Scenario 3: Master PC and receivers in other networks (advanced):

Receivers in LAN without possibility for port forwarding, external server required

If one of the receivers is located in a non-private network, such as in a company, mobile network (3G, LTE etc.) or in another network, for which you do not have any administration rights, establishing a SSH connection is more difficult. One possibility requires an external online server. The Raspberry PI connects itself to that server to open a SSH tunnel (reverse tunneling). Further action may be required, such as applying autossh to keep the connection open.


System Operation

Operation of the system requires the following steps:

  1. Record data at the 3 RPI receivers simultaneously
  2. Copy the received data from the RPI receivers to the “master”
  3. Run the Matlab/Octave script at the master to produce a map with positioning information (html)

The following linux script for the master is an example template for system operation (adaptation of IP addresses and folders required). This script can be run on the master PC to automatically trigger all 3 receiver and copy the data to the master.

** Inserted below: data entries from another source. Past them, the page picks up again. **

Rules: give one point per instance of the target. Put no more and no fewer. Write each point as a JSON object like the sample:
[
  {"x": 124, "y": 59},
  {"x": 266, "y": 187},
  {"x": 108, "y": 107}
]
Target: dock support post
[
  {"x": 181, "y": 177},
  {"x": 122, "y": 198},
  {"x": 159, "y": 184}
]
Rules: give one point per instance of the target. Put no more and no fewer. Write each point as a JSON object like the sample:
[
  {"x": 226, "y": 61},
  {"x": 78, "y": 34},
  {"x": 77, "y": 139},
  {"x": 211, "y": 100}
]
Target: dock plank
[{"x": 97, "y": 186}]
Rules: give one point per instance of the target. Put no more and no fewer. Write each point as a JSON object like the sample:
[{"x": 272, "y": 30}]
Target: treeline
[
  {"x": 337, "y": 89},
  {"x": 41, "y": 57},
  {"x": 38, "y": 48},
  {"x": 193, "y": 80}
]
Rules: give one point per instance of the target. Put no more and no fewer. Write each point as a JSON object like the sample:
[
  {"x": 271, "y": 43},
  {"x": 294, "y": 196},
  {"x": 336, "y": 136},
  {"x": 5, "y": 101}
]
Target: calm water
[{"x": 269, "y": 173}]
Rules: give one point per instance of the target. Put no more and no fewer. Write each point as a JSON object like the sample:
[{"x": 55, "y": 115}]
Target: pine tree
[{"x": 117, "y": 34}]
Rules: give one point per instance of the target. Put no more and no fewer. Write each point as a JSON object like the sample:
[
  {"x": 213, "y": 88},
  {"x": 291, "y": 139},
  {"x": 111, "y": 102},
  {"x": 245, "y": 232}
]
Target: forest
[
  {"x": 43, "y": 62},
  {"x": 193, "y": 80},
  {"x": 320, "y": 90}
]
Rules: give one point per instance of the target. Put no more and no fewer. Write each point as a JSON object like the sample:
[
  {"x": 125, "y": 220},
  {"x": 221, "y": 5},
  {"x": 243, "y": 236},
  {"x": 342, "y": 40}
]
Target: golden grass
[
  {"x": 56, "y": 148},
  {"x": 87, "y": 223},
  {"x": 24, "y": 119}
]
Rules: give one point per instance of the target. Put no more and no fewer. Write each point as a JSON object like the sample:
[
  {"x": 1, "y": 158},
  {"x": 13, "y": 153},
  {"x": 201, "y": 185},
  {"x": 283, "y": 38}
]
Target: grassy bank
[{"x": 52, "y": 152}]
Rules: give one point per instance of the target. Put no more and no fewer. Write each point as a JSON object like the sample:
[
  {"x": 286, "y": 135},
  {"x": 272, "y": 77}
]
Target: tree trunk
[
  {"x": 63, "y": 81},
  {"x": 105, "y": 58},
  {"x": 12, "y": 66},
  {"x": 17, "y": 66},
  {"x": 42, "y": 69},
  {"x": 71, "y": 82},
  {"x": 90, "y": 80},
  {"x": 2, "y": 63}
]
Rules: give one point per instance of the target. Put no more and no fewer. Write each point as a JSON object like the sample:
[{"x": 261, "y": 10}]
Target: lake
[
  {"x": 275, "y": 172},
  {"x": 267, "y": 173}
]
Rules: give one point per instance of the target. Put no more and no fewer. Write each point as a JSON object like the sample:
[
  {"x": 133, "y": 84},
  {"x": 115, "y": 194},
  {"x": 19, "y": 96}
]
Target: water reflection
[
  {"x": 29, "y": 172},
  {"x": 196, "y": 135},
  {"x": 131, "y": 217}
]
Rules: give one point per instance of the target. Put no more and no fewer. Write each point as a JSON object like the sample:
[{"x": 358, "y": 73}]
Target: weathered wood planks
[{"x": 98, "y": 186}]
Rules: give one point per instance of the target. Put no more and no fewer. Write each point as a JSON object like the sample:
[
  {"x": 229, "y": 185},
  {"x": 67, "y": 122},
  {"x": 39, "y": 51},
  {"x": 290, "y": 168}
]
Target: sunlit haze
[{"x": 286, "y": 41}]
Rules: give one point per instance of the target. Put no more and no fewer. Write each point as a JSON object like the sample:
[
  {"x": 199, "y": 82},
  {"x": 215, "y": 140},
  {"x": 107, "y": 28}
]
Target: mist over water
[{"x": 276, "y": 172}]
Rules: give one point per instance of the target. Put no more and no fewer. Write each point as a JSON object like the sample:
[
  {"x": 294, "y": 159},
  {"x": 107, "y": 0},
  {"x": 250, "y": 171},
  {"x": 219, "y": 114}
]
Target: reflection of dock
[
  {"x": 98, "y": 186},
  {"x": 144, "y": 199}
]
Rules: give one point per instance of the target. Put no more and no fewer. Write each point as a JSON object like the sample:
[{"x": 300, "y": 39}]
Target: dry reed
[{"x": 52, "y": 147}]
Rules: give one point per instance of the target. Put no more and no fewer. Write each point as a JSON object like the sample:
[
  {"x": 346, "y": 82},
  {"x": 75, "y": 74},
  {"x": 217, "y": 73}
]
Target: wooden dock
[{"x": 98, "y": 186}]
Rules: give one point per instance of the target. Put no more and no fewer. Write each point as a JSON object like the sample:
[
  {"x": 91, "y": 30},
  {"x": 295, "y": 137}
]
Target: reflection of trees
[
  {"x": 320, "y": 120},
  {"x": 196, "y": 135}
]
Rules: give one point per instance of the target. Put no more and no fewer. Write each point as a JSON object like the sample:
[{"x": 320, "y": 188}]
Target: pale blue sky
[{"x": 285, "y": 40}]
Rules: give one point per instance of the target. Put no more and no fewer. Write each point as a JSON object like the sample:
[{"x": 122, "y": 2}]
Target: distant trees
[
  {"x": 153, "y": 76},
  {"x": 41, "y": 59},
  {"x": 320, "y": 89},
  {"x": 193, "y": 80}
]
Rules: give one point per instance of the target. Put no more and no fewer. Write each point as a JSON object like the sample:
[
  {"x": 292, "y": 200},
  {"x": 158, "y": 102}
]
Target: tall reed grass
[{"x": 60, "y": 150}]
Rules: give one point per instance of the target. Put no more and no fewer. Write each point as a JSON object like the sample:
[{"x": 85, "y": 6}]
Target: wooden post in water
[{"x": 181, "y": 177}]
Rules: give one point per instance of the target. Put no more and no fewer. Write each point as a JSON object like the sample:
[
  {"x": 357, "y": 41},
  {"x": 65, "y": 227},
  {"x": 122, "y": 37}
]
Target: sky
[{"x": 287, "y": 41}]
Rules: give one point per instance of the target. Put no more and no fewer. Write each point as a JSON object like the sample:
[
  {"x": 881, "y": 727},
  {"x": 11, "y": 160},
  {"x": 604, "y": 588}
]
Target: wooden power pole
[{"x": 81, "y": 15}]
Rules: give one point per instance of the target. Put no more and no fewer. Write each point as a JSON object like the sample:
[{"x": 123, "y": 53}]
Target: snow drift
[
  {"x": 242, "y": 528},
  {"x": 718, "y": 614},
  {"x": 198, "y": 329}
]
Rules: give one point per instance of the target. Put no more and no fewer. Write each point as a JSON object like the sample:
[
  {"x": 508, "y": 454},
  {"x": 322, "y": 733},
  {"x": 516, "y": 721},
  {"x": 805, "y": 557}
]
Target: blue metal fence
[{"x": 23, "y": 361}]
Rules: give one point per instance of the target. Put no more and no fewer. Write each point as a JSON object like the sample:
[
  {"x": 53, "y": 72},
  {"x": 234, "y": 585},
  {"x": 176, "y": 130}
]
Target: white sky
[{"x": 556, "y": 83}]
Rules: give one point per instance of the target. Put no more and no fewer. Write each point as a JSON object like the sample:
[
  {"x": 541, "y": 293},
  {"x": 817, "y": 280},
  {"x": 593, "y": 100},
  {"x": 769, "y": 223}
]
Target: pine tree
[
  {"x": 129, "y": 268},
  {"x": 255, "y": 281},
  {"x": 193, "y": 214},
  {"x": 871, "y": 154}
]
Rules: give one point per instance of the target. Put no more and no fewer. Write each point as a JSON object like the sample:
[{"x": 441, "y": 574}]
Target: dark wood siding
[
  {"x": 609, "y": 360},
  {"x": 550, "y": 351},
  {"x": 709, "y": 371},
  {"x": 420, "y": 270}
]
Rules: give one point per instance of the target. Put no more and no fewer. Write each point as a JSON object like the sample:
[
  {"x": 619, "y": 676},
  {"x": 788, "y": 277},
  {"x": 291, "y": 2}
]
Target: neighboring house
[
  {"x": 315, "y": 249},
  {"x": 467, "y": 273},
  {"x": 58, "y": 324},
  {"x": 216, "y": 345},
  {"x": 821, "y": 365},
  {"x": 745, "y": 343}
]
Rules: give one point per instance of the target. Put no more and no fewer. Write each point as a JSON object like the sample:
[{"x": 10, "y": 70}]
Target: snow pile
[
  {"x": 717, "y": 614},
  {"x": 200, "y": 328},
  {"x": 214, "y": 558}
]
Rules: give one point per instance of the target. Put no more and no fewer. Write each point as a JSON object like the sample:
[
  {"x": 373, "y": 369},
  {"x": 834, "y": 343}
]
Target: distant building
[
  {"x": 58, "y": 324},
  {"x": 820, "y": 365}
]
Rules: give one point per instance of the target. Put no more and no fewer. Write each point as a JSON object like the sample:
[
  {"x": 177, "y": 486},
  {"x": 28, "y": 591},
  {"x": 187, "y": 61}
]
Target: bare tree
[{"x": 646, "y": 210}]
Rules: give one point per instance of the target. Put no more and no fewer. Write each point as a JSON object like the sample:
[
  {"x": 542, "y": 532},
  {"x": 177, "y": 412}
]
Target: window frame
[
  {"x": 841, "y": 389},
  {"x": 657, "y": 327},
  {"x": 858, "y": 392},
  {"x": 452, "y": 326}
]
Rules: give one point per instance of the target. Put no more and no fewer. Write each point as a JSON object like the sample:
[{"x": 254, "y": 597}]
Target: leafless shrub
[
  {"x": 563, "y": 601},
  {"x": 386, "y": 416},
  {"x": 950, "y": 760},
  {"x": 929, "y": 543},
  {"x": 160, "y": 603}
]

#script for operating the TDOA system

#!/bin/bash
echo "-------------------------------------"
if [ $# != 3 ]
  then
   echo "parameters missing, call: <scriptname> frequency1 frequency2 num_samples_per_freq"
   exit 1
fi

freq1=$1
freq2=$2
num_samples=1.2e6

echo "Specified parameters: reference frequency:" $freq1 ", measure frequency:" $freq2 ", samples_per_freq:" $num_samples
echo "--------------------------------------"
echo "Login to PI Radios and capture data simultaneously"
ssh alarm@<rx1_ip_address> [-p <port>] /home/alarm/librtlsdr-2freq/build/src/rtl_sdr -f $freq1 -h $freq2 -n $num_samples 1_test.dat &\
ssh alarm@<rx2_ip_address> [-p <port>] /home/alarm/librtlsdr-2freq/build/src/rtl_sdr -f $freq1 -h $freq2 -n $num_samples 2_test.dat &\
ssh alarm@<rx3_ip_address> [-p <port>] /home/alarm/librtlsdr-2freq/build/src/rtl_sdr -f $freq1 -h $freq2 -n $num_samples 3_test.dat 

echo "Copy received data to the master"
scp [-P <port>] alarm@<rx1_ip_address>:/home/alarm/1_test.dat ~/<matlab_script_folder>/recorded_data/1_test.dat
scp [-P <port>] alarm@<rx2_ip_address>:/home/alarm/2_test.dat ~/<matlab_script_folder>/recorded_data/2_test.dat
scp [-P <port>] alarm@<rx3_ip_address>:/home/alarm/3_test.dat ~/<matlab_script_folder>/recorded_data/3_test.dat
 

After the data has been copied, the matlab/ocatve script can be executed.

Note, that it is required to tell the matlab script information like the positions of your receivers and the reference transmitter as well as processing parameters. This can be done by writing a simple configuration file (example config files are config.m and test/config_test.m).